More about Power Platform

Microsoft Power Platform is a group of products to develop and build complex business solutions, analyze, and draw data visualisations, automate a business process, or build virtual agents for communication. All these products offer a platform in which no code is required to build the applications.

The Microsoft Power Platform is more than the sum of its parts. Connecting them together – and to Microsoft 365, Dynamics 365, Azure, and hundreds of other apps – allows anyone to build end-to-end business solutions.

·         Power BI – Make informed, confident business decisions by putting data-driven insights into everyone’s hands.

·         Power Apps – Turn ideas into organizational solutions by enabling everyone to build custom apps that solve business challenges.

·         Power Automate – Boost business productivity to get more done by giving everyone the ability to automate organizational processes.

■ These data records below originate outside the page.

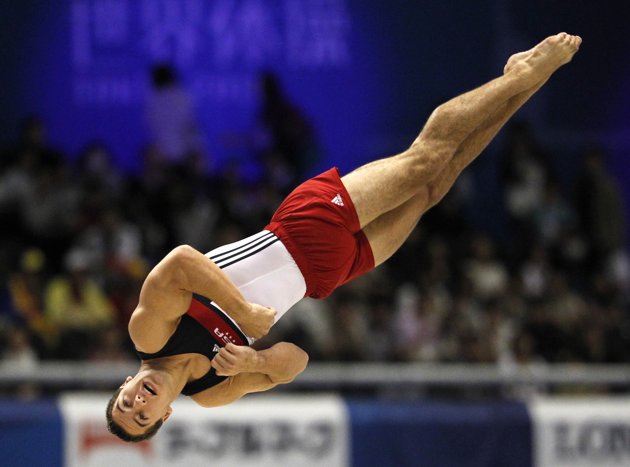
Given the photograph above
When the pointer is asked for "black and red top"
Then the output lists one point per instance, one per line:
(203, 330)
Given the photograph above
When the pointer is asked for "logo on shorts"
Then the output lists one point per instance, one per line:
(338, 200)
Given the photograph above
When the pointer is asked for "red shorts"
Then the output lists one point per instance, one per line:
(319, 226)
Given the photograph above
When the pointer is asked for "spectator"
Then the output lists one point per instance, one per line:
(77, 307)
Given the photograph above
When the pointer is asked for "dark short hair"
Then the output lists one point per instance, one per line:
(115, 429)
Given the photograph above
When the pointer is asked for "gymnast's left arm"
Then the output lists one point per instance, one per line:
(280, 363)
(249, 370)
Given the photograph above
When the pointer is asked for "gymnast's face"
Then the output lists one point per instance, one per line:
(140, 404)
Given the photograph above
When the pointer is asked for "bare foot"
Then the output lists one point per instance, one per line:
(540, 62)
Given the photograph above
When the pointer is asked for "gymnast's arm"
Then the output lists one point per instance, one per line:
(252, 371)
(167, 292)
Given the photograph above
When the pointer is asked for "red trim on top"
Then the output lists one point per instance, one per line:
(216, 326)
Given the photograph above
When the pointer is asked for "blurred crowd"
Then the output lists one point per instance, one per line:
(78, 237)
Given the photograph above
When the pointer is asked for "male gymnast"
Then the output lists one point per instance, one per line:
(198, 314)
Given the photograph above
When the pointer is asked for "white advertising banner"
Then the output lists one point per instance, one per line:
(581, 432)
(259, 430)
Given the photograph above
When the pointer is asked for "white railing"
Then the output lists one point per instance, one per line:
(360, 375)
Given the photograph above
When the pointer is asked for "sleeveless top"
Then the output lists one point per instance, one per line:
(204, 329)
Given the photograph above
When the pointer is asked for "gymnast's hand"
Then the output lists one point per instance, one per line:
(234, 359)
(257, 321)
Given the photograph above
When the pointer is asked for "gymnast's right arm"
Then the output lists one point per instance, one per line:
(167, 292)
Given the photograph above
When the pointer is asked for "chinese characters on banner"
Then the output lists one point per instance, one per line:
(220, 43)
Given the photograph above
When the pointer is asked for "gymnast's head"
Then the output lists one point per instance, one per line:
(138, 408)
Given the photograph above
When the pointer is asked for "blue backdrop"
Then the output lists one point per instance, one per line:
(367, 72)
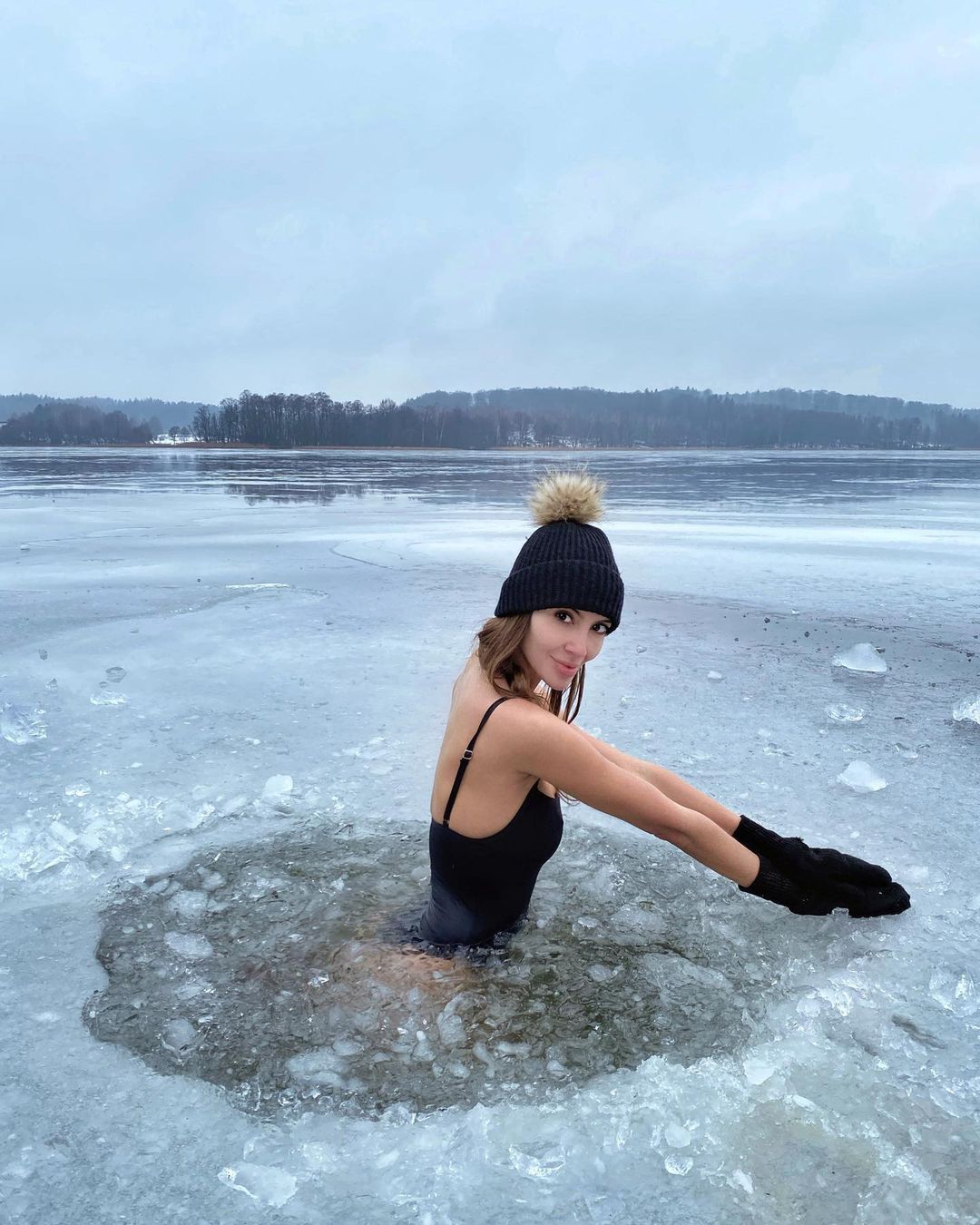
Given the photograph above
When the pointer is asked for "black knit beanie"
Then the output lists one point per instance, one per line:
(567, 561)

·         Power Virtual Agents – Easily build chatbots to engage conversationally with your customers and employees—no coding required.

 

Power Platform and the channel

Karin Jones, Director of Business Applications at Microsoft and Business Group Lead for Power Platform at Microsoft SA.

Power Platform is available on subscription or on volume licensing agreement from accredited Microsoft channel partners.

“We work with a wide range of partners of all sizes, from the biggest consultancies to two-man systems integrators and including a great contingent of equal opportunity partners,” says Karin Jones, Director of Business Applications at Microsoft and Business Group Lead for Power Platform at Microsoft SA. “We are intent on growing a vibrant Power Platform community.”

Partners can develop their own apps and offer them on the Microsoft Marketplace so they can sell their IP (intellectual property) across the global Microsoft ecosystem.

They have access to apps and templates developed by the Power Platform Engineering Group which they can deploy as is or modify for their own customers’ use.

“There is also an established process and set of tools to help customers and partners build their own Centres of Excellence”, says Jones, “while training and workshops drive ongoing capability and enablement.”